News & Insights
Maryland Enacts Paid Leave Statute
April 12, 2022
On April 9, 2022, the Maryland Legislature voted to override Governor Larry Hogan’s veto of Senate Bill 275 and passed The Time to Care Act (“the Act”), which allows Maryland workers to take up to 12 weeks of partially paid, job-protected family and medical leave. The Act establishes a Family and Medical Leave Insurance Fund (“the Fund”), to which all employees of an employer, employers with 15 or more employees, and self-employed individuals that elect to participate, are required to contribute.
Although the Act takes effect on June 1, 2022, the Secretary of Labor shall set the applicable contribution rates for employers and employees on or before June 1, 2023 and contributions to the Fund will begin on October 1, 2023. Covered employees may begin submitting claims to receive benefits from the Fund on or after January 1, 2025.
Maryland workers covered by the Act include any employee who has worked at least 680 hours over the 12-month period immediately preceding the date on which leave is scheduled to begin, or, a self-employed individual who elects to participate in the program.
Covered workers are entitled to up to 12 weeks of paid leave in the 12-month period beginning on the first day of the week in which the employee applies for benefits. An exception to this rule exists for those employees that qualify for both parental leave and medical leave for the employee’s own serious health condition. In such circumstances, an employee is eligible for up to an additional 12 weeks of leave in the same application year.
Employees are eligible for benefits under the Act for the following reasons: (1) to care for a newborn child or a child placed for adoption, foster care, or kinship care during the first year after the birth, adoption, or placement; (2) to care for a family member with a serious health condition; (3) for the employee’s own serious health condition that resulted in the employee’s inability to perform the functions of the employee’s job; (4) to care for an employee’s next of kin who is a service member with a serious health condition; or (5) for a qualifying exigency arising out of the deployment of a family member in the armed forces.
A ”family member” under the Act includes a covered employee’s child, parent, spouse, grandparent, grandchild, or sibling, including all biological, adopted, foster, step-, or legal guardians or custodians.
The Act provides for replacement wages on a sliding scale, with up to 90% wage replacement for those employees whose average weekly wage is less than 65% of the State average weekly wage, and a maximum benefit amount of $1,000 per week.
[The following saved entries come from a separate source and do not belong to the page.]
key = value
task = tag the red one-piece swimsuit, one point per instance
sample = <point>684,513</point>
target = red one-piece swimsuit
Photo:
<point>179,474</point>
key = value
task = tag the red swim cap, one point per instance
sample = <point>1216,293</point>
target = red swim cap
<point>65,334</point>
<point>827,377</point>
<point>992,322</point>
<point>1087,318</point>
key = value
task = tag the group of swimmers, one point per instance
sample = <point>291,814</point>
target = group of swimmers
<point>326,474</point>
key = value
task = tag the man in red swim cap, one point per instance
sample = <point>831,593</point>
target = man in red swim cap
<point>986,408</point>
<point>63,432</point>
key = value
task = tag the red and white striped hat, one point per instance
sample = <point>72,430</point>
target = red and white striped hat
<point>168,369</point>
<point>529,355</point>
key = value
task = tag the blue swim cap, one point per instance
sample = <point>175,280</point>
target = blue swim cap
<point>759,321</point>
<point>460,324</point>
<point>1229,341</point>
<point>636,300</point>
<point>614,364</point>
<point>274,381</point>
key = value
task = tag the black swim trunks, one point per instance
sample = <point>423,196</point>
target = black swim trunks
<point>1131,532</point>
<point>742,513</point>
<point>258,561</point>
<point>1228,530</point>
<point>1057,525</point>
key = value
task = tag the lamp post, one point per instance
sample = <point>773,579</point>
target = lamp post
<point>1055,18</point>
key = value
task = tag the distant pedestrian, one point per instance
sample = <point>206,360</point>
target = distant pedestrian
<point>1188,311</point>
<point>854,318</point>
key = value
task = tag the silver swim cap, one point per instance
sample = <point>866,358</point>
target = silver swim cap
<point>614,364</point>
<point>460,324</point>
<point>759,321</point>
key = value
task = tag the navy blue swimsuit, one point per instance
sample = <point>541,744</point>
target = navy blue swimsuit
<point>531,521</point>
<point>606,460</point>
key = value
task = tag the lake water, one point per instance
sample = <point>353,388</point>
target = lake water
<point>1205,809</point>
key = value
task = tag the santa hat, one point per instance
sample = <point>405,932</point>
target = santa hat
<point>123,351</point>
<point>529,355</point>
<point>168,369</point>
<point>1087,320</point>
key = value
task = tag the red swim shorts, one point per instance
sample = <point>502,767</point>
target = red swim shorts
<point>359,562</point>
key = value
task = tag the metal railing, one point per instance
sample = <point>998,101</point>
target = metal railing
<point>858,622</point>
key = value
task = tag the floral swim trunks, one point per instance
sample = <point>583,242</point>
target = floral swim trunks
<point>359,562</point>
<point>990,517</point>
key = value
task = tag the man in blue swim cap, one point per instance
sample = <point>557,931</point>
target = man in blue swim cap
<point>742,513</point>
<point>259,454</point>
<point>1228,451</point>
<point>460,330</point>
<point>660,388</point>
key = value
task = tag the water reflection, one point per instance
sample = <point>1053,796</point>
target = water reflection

This weekly cap will be adjusted annually starting in 2026.
The Act also contemplates that an employee’s job is protected while out on leave pursuant to the Act, and that an employer is required to maintain the employee’s health benefits during any leave, consistent with the requirements under the federal Family Medical Leave Act.
The Act further requires that covered employers provide each employee of the rights and duties an employee has under the Act at the time of hire and each year thereafter.
The Act obviously will increase costs for employers in Maryland. In addition, there are a number of ambiguities that need to be worked out. Among the ambiguities is which employers and employees are covered by the Act. In this regard, contributions to the Fund shall be made by “each employee of an employer, each employer with 15 or more employees, and each self-employed individual participating in the program.” An “employer” is defined in the Act as “a person or governmental entity that employs at least one individual in the State.” This definition of employer is very similar to the definition of employer under Maryland Wage Payment and Collection Law (“MWPCL”). There has been some litigation under the MWPCL regarding what it means to be “employed in the State,” with certain individuals claiming protection under the MWPCL (and prevailing) even though they worked primarily in another state and “worked in the State” only sporadically. The few courts that have addressed whether employees employed primarily in other states are covered by the MWPCL have acknowledged that the Maryland Court of Appeals has not given any clear guidance on the issue yet.
With the statute mandating that “each employee of an employer” make contributions to the Fund, presumably that will not include employees of an employer who do not work in the State of Maryland, but that remains unclear at the moment. What about employees who reside and work primarily in another state, but visit Maryland for business only a few times a year? Will those employees be required to make contributions and, if so, at what rate? Will employers who employ a total of 100 or more employees (for example), but with less than fifteen employed in the State, have to make contributions? These are significant questions that will need to be answered, particularly considering the potential for civil penalties and civil litigation authorized under the Act. Perhaps these and other issues will be clarified when regulations are issued. If not, these and other issues are likely to be addressed in the courts through litigation. In the meantime, Maryland employers should monitor further developments under the Act and consult with counsel to understand and analyze the specific requirements of the statute (that go beyond what is described here) so they can plan accordingly.